Carolyn and I have one of the strangest, messiest, most beautiful friendships that I have ever experienced. Back before God convinced me to go into youth ministry, he began weaving this incredible relationship that would change my life, challenge my faith, and deepen my understanding of Christianity.
Back in the summer of 2004, after deciding on sort of a whim to spend the summer working as a camp counselor, my story and Carolyn’s story intersected. I had just finished my freshman year of college, was convinced that I wanted to be a math teacher when I “grew up,” and had finally started to get the hang of the whole camp counselor gig when smack dab in the middle of the summer, here comes Carolyn.
Carolyn loved camp. In fact, she still does, I’m pretty sure. As a bright-eyed and energetic sixth grader, everyone already knew that someday Carolyn would make an incredible camp counselor. (In fact, people tell me they knew several years before that even!) She was one of those campers that fueled my passion for youth ministry and gave me the self-confidence to pursue that passion, and the twists and turns that our friendship has taken over the years are an ever-present reminder of that calling in my life.
Carolyn was that camper that kept in touch. I went back to college in the fall, and would periodically get letters and cards (yes, real snail mail pen and paper with stickers all over) in my campus mailbox from a 13 year old camp-loving girl named Carolyn. And my heart would melt. I would instantly be taken back to the week we shared at camp.
Somehow, a young, crazy, college-aged me, left some sort of impact on this middle school camper–and that same middle school camper left a pretty serious impact on me.
In the years between 2004 and today, Carolyn and I have both grown up. A lot. Through a strange number of criss-crossing paths involving some Lutheran Youth Organization events while Carolyn was in high school and I served in youth ministry at a church near Cleveland, and a Toledo-based retreat called Teens Encounter Christ, and some of the craziest mutual friendship circles you could ever imagine, Carolyn has become one of my closest and dearest friends. She’d probably argue with me on this–just because that’s how Carolyn is–but I’m pretty sure I have learned more from Carolyn over the years than I could have possibly taught her.
Anyways, this coming Saturday, Carolyn will be coming back home from an incredible four month journey in Central America.

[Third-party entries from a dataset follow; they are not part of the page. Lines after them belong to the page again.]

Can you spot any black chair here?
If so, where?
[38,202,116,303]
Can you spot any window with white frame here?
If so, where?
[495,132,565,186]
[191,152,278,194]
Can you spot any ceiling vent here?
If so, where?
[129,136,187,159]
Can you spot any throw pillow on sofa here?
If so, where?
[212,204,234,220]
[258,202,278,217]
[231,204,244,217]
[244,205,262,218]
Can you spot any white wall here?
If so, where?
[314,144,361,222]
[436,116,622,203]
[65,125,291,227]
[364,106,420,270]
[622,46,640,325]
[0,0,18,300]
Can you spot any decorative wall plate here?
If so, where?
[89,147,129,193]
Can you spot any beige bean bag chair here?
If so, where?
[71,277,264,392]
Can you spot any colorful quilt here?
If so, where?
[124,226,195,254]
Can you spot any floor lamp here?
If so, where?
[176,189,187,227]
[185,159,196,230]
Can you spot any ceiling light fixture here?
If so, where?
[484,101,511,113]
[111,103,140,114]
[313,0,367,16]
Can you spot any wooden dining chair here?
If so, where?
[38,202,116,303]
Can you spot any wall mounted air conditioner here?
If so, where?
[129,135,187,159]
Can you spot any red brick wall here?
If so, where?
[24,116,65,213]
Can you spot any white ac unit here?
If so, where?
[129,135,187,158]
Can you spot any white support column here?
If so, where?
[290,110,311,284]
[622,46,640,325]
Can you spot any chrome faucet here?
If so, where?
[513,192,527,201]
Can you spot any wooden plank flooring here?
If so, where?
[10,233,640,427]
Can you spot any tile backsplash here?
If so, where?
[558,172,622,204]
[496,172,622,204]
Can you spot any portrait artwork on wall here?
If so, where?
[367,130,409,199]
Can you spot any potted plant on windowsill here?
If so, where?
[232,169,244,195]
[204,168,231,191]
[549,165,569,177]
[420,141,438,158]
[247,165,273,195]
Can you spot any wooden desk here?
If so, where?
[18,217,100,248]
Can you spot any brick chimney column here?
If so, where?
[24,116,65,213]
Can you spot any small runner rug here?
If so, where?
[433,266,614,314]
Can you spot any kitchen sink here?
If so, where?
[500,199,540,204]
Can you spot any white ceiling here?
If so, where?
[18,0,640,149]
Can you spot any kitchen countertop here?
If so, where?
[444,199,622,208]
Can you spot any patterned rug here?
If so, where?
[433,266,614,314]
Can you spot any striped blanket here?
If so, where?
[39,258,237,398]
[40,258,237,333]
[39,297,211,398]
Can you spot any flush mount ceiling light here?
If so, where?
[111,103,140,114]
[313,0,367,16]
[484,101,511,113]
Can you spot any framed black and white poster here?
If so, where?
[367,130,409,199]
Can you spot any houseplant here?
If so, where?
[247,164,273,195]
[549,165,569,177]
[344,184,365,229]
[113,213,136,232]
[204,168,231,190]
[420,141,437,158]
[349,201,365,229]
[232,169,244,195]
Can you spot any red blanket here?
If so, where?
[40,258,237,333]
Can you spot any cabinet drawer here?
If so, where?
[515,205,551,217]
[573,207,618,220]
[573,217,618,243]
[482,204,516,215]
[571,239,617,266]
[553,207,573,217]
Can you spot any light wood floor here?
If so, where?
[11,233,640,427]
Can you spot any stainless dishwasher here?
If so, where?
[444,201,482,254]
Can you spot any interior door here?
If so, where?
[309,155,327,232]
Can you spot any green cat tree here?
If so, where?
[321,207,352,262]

I think these past four months may be the longest I’ve gone without seeing Carolyn in the last few years, and I can’t wait to give her the most gigantic hug in the whole world the first time I see her, and to tell her over and over again how proud she makes that crazy camp counselor in the picture above.
This afternoon, Carolyn wrote a blog post about coming home. Reading it, I was reminded of some of my own feelings and fears when I returned from a mission trip to the Dominican Republic back in 2007. More than that, though, I was blown away by the wisdom that is carried around in the head, heart, and hands of my friend. Seriously, check this out:
I wrote a letter to my future self for after I return to the States. It ends with the following. Among the memories I want to keep forever, among the knowledge I’ve gained, I also want to come home with this in mind:
“Don’t stop feeling sad if you feel sad. And it’s okay if you are happy. Breathe. And be thankful for that air. Breathe. And remember that you’re one of many breathers. Breathe. And think about what you can do with your breath. With your life. With your privilege. Remember the kindness shown to you. Remember the love your families here had for you. Love like that.
Remember that you’re not alone. That there are others out there crazy enough to want to try to change things. To believe that things can change.
Try not to forget these things. Keep pushing for change. Be foolish in loving people unconditionally.
And know that you’re probably going to mess it up. But that’s okay too. Every step is the way.
You will not be this person forever. But I hope you will remember this person.”
I am so incredibly blessed to have friends like Carolyn. Friends who inspire, challenge, and teach me. Friends who recklessly and foolishly live in the footsteps of Jesus. Friends who know me–you know, really know me–and choose to love me anyway. Friends who remind me that following Jesus is not passive–it’s an adventure!
So, welcome home, Carolyn. Welcome home.